Katecheza 54

 
Ks. dr hab. Tomasz Kraj R.M.
Współkapelan Stanowy Rycerzy Kolumba w Polsce

Drodzy Bracia Rycerze,
Omawiając kolejne zagadnienia z Adhortacji „Familiaris consortio” napotykamy punkt 24, który mówi o godności kobiety a zwłaszcza o działaniach, które tej godności się sprzeciwiają. Słowo „godność” oznacza coś, co wydaje się mało konkretne i dlatego wielu ludzi się nad tym nie zastanawia. Godność wydaje się czymś mało konkretnym, stąd i jej naruszenie czymś trudnym do zweryfikowania. Jak komuś coś zabiorę, to widać od razu, że ubyło; że nie ma, a powinno być; jak kogoś uderzę, to czuć od razu, że boli. A co się dzieje gdy naruszam godność? Gdy naruszam godność, to obniżam wartość, czasem obniżam ją drastycznie. Tymczasem godność oznacza pewną wartość wsobną, która jest uzasadnieniem ludzkich praw. Osoby, których godność nie jest szanowana, są z reguły pozbawiane przysługujących im praw. Prawo do czegoś to z kolei możliwość korzystania bez przeszkód z pewnych dóbr. Najważniejsze są te dobra, bez których człowiekowi trudno żyć i funkcjonować jako człowiekowi. Dlatego we wszystkich ważniejszych dokumentach dotyczących ludzi i podstawowych stosunków międzyludzkich wymienia się najważniejsze ludzkie prawa/dobra, których nikt nie powinien nikogo pozbawiać. Są to przede wszystkim: prawo do życia, do integralności fizycznej, prawo do prawdy, do pokoju, do założenia rodziny opartej na więzi małżeńskiej, prawo do religii i jej swobodnego wyznawania (do wolności religijnej). Tych praw jest jednak znacznie więcej. Nieuznawanie ludzkiej godności oznacza otwarcie furtki do pozbawiania ludzi ich praw, a więc i dóbr z tymi prawami związanych. Dzieje się to często w przypadku kobiet.
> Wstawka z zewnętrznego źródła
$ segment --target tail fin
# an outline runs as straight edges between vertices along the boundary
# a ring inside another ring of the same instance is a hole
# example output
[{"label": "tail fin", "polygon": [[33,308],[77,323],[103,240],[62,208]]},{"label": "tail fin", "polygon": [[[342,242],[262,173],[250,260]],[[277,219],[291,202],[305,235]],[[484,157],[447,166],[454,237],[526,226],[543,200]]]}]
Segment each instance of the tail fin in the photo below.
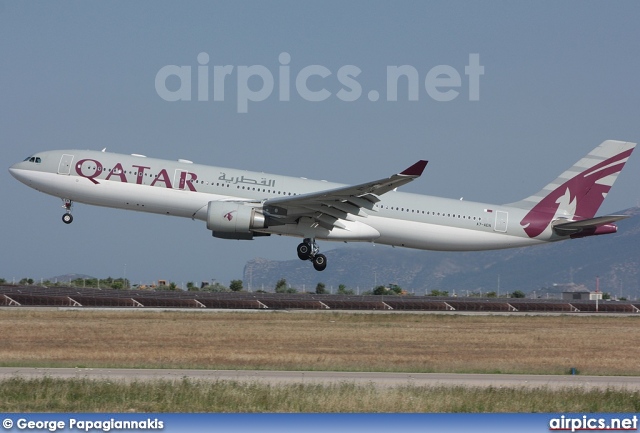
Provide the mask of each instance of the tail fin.
[{"label": "tail fin", "polygon": [[593,218],[635,146],[607,140],[536,194],[506,206],[529,210],[520,225],[532,238],[556,217]]}]

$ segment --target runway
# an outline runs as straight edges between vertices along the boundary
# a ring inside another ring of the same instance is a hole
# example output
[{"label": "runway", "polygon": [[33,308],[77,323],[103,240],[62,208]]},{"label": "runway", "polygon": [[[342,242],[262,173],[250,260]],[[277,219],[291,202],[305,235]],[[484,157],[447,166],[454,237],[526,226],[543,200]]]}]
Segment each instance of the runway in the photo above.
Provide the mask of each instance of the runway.
[{"label": "runway", "polygon": [[482,388],[582,388],[585,390],[615,388],[640,391],[640,377],[637,376],[0,367],[0,380],[14,377],[25,379],[75,378],[125,382],[188,379],[269,385],[346,383],[376,387],[466,386]]}]

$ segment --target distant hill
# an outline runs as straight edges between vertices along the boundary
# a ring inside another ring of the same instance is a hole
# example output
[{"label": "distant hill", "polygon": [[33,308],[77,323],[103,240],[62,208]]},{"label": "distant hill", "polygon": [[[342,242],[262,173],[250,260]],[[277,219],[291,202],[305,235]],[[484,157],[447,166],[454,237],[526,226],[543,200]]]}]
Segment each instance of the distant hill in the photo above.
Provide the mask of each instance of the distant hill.
[{"label": "distant hill", "polygon": [[[496,291],[536,295],[559,292],[567,283],[614,296],[640,297],[640,208],[620,212],[631,218],[618,223],[618,233],[555,244],[480,252],[419,251],[387,246],[323,250],[329,266],[317,272],[297,258],[272,261],[257,258],[244,268],[245,286],[273,290],[280,278],[307,291],[323,282],[327,288],[345,284],[368,290],[395,283],[424,294],[433,289],[450,294]],[[322,242],[327,248],[329,242]],[[292,249],[292,256],[295,254]]]}]

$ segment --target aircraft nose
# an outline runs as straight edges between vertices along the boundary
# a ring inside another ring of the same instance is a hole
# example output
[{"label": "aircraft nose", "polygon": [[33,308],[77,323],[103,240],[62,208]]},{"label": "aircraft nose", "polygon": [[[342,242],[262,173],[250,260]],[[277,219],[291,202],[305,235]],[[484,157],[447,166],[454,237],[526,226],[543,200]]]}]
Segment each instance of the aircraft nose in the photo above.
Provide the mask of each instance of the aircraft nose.
[{"label": "aircraft nose", "polygon": [[20,182],[24,183],[24,168],[22,167],[22,162],[16,162],[15,164],[13,164],[11,167],[9,167],[9,173],[11,173],[11,176],[15,177],[16,179],[18,179]]}]

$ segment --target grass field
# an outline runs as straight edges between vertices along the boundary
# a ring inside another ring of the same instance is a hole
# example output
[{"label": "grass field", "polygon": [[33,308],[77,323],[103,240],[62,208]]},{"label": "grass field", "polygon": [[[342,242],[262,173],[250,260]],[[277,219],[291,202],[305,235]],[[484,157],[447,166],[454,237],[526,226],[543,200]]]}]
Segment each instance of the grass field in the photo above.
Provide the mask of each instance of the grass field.
[{"label": "grass field", "polygon": [[182,380],[0,382],[0,412],[638,412],[620,390],[266,385]]},{"label": "grass field", "polygon": [[[0,365],[639,375],[640,318],[0,309]],[[640,410],[637,392],[195,381],[0,383],[0,411]]]},{"label": "grass field", "polygon": [[639,375],[640,317],[0,310],[0,365]]}]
Dlatego rodzi się pytanie, jak stwierdzić, czy w moim działaniu ma miejsce naruszenie godności kobiety, jej deprecjacja. Pytanie to wymaga pewnej nieskomplikowanej analizy tego, co postanawiam i robię w stosunku do kobiet, jak je traktuję, na co sobie wobec nich pozwalam. Jednak by na takie pytania odpowiedzieć muszę najpierw zapytać o cel moich działań, w których kobieta (kobiety) odgrywają jakąś rolę. Jeśli moim celem jest na przykład poszukiwanie przyjemnych wrażeń, szukanie przyjemności, któremu to celowi podporządkowuję kobietę, to znaczy to, że traktuję ją jako wartość podporządkowaną mojej przyjemności. Deprecjacja godności kobiety polega tu na podporządkowaniu osoby (czyli wartości wyższej) rzeczy, jaką jest moja przyjemność (czyli wartości niższej). Żeby takie podporządkowanie mogło nastąpić, muszę najpierw kobietę „umniejszyć” w jej wartości, uznać jej wartość za niższą niż jest ona w rzeczywistości. Gdy się to już stanie, wtedy już łatwo o wszystko, co jest następstwem tego umniejszenia. Jan Paweł II wymienia to, o co wtedy łatwo: pogarda i dyskryminacja, ucisk słabszych, pornografia, prostytucja, niewolnictwo. Wszystko zaczyna się od naruszenia godności, od umniejszenia wartości. Następuje to najpierw w ludzkim umyśle, poprzez podporządkowującą decyzję, by potem było realizowane w mniejszym lub szerszym zakresie w konkretnym ludzkim działaniu.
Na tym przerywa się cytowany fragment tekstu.